Who gets a computer? The Chicago Public Schools system is detailing which students get those 100,000 electronic devices for homeschooling.
Columnist Neil Steinberg: “The loss to education posed by the virus doesn’t seem to be on the radar of many. … But … it should be a topic of conversation, on par with the risk to the football season.”
USA Today asks, “Is it the end of language teachers?
A suburban school district’s online classes have been “Zoombombed” with racist rants.
ProPublica reports Amazon’s self-publishing e-book operation, Kindle Direct Publishing, has become a haven for white supremacists.
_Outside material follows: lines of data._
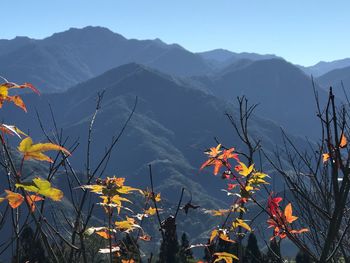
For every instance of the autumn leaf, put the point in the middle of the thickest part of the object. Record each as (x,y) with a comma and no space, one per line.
(288,211)
(31,199)
(127,225)
(343,141)
(12,130)
(227,257)
(325,157)
(104,233)
(107,250)
(151,211)
(245,171)
(213,162)
(145,238)
(213,234)
(17,100)
(35,151)
(42,187)
(214,151)
(220,212)
(240,223)
(14,199)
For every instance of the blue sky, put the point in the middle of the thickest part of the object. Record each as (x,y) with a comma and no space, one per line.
(301,31)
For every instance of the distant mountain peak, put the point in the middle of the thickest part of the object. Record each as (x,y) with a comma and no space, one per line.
(85,33)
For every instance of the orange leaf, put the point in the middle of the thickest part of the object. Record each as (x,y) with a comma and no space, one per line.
(104,233)
(343,141)
(288,211)
(31,199)
(14,199)
(325,157)
(17,100)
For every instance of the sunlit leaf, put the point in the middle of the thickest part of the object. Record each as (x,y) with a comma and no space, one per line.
(31,199)
(227,257)
(325,157)
(14,199)
(240,223)
(245,171)
(288,211)
(343,141)
(42,187)
(12,130)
‘I needed … a haircut.’ Mayor Lightfoot (at 48:50 in this video [link corrected]) is unapologetic after posing with a stylist who gave her a trim—even though the mayor has declared hairstyling one of those inessential activities Chicagoans should be forgoing in this crisis.
One of her aldermanic critics dismisses her justification: “She is under no obligation to look good on national TV. … She is under an obligation to follow and promote social distancing.”
Gov. Pritzker says he expects “to turn into a hippie at some point.”
John Oliver, coincidentally addressing the issue—but not Lightfoot specifically—on the latest Last Week Tonight (at 15:26 in that video): “It’s not essential that you get your hair cut. People on TV don’t always look well-groomed. Trust me.”
The mayor’s fashion choice undercut her main message yesterday: That Chicago’s black community is at a dramatically higher risk than others in the pandemic.
Taking a Chicago Public Square question, the mayor dismissed the prospect of following San Francisco’s lead and shutting down the city’s mass transit system.
The New York Times: New research links high levels of air pollution to a higher death rate from COVID-19.
The Washington Post: At least half of COVID-19 patients on ventilators don’t make it.”

Bye, C. A COVID-19 cluster has shuttered the suburban plant where the Jel Sert Co. makes Hi-C, Flavor Aid and Wyler’s drinks and drink mixes.
With fewer people driving—and those who are, driving less and therefore getting involved in fewer accidents—insurance companies are giving customers refunds.

Journalists adrift. Poynter is updating a list of news organization layoffs, furloughs and closures the pandemic has triggered or accelerated.
Among the casualties in hollowed-out Chicago: Overnight traffic reports on all-news WBBM.
Journalists in Seattle have launched a nationwide Journalist Furlough Fund on GoFundMe.